Criminal Law

  1. Felonies (Defintions and Specific Offenses at Common Law)
    • Crime punishable by death or imprisonment of more than one year:
    • Burglary
    • Arson
    • Robbery
    • Rape
    • Larceny
    • Murder
    • Manslaughter
    • Mayhem  
  2. Misdemeanor Definition
    • Punishable by imprisonment for less than one year or by only a fine
    • At common law, all non-felonious crimes 
  3. Definition of Malum Prohibitum
    Act that is only wrong because it violates a statute
  4. Definition of Malum in Se
    • Act that is inherently wrong or evil
    • Crimes invoving general criminal intent or moral turpitude 
  5. Void-for-vagueness doctrine
    • Statutes must be fair and consistent
    • Not arbitrarily or erratically enforced
    • Must be specific and give person of ordinary intelligence fair notice of conduct that is prohibited  
  6. Elements of a Crime 
    • Actus Reus (guilty act)
    • Mens Rea (guilty mind)
    • Concurrence in time
    • Occurance of a result    
  7. Acts Meeting Actus Reus Requirement
    • Voluntary act that causes unlawful result;
    • An omission to act where defendant is under legal duty;
    • Vicarious liability where defendant is responsible for acts of a third party  
  8. When Criminal Liability Can be Imposed for Ommission to Act (Actus Reus)

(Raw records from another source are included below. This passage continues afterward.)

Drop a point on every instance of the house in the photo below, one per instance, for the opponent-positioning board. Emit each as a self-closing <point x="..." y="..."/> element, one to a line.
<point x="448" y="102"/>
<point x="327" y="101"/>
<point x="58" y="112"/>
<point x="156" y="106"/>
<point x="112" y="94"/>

    • Legal duty to act; and
    • Defendant can physically perform act 
  9. How Legal Duties Arise (For purpose of Omission to Act)
    • By statute
    • By contract
    • By relationship
    • Where voluntary undertaking began
    • Where someone creates another person's risk of peril    
  10. Insufficient/Sufficient Acts (Actus Reus)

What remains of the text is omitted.